Saya juga merasa terhibur oleh dan yakin dalam mengetahui apa yang Penatua Richard G. Scott dari Kuorum Dua Belas Rasul ajarkan mengenai pola kesabaran Nefi. Dia berkata:
“Setelah dua usaha yang tidak berhasil, Nefi tetap yakin. Dia memasuki kota menuju rumah Laban tanpa jawaban. Dia mengamati, ‘Aku dipimpin oleh Roh, tanpa mengetahui sebelumnya apa yang harus aku lakukan,’ menambahkan secara signifikan, ‘Meskipun demikian aku maju terus’ (1 Nefi 4:6–7; cetak miring ditambahkan).

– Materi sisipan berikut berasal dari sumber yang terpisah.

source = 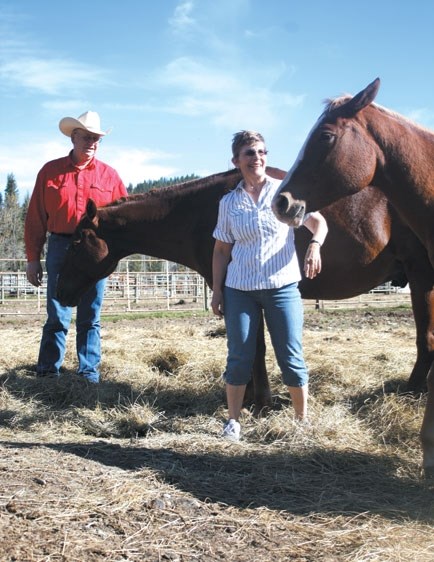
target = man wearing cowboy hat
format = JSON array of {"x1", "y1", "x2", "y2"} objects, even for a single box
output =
[{"x1": 24, "y1": 111, "x2": 127, "y2": 383}]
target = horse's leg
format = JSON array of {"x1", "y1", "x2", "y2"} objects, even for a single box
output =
[
  {"x1": 407, "y1": 278, "x2": 434, "y2": 392},
  {"x1": 399, "y1": 245, "x2": 434, "y2": 392},
  {"x1": 244, "y1": 317, "x2": 271, "y2": 416},
  {"x1": 420, "y1": 365, "x2": 434, "y2": 479}
]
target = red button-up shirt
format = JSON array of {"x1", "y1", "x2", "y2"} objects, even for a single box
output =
[{"x1": 24, "y1": 153, "x2": 127, "y2": 261}]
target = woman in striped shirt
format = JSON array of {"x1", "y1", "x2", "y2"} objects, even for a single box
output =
[{"x1": 211, "y1": 131, "x2": 327, "y2": 440}]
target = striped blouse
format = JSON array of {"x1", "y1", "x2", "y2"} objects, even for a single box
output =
[{"x1": 213, "y1": 176, "x2": 301, "y2": 291}]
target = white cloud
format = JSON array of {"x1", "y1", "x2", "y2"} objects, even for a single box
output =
[
  {"x1": 169, "y1": 0, "x2": 195, "y2": 33},
  {"x1": 102, "y1": 146, "x2": 177, "y2": 185},
  {"x1": 158, "y1": 57, "x2": 304, "y2": 129}
]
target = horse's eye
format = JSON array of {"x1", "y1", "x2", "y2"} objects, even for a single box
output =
[{"x1": 319, "y1": 131, "x2": 335, "y2": 144}]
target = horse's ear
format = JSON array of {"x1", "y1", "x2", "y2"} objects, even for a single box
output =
[
  {"x1": 335, "y1": 78, "x2": 380, "y2": 117},
  {"x1": 86, "y1": 199, "x2": 98, "y2": 226}
]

“Nefi bersedia untuk berusaha berkali-kali, dengan menggunakan upaya terbaiknya. Dia menunjukkan imannya bahwa dia akan dibantu. Dia menolak menjadi putus asa. Namun karena dia bertindak, memiliki keyakinan kepada Tuhan, patuh, serta menggunakan hak pilihannya secara benar, dia menerima bimbingan. Dia diilhami melangkah terus untuk meraih keberhasilan, dan dalam perkataan ibunya ‘diberi …kuasa [untuk] melaksanakan hal-hal yang telah Tuhan perintahkan.’ (1 Nefi 5:8; cetak miring ditambahkan)”1
Asas ketekunan ini tidak terbatas pada dunia berkencan, tentunya. Itu juga berlaku bagi mereka yang sakit secara kronis dan tidak pasti mereka dapat dengan gembira menghadapi hal yang penuh duka lainnya; kepada pasangan yang sedang berusaha untuk mengatasi tantangan-tantangan dalam pernikahan mereka; kepada orang tua yang berdoa selama bertahun-tahun bagi anak yang tidak patuh; kepada remaja yang menghadapi permusuhan di sekolah karena kepercayaannya; bagi misionaris yang telah bekerja berhari-hari tanpa mengajarkan sebuah pelajaran pun. Dalam beberapa hal kita semua telah diperintahkan untuk kembali dan memperoleh lemping-lemping.
Dan seperti Nefi, kita dapat. Dengan keberanian, ketekunan, dan iman, kita dapat mencapai semua yang telah Tuhan perintahkan kepada kita.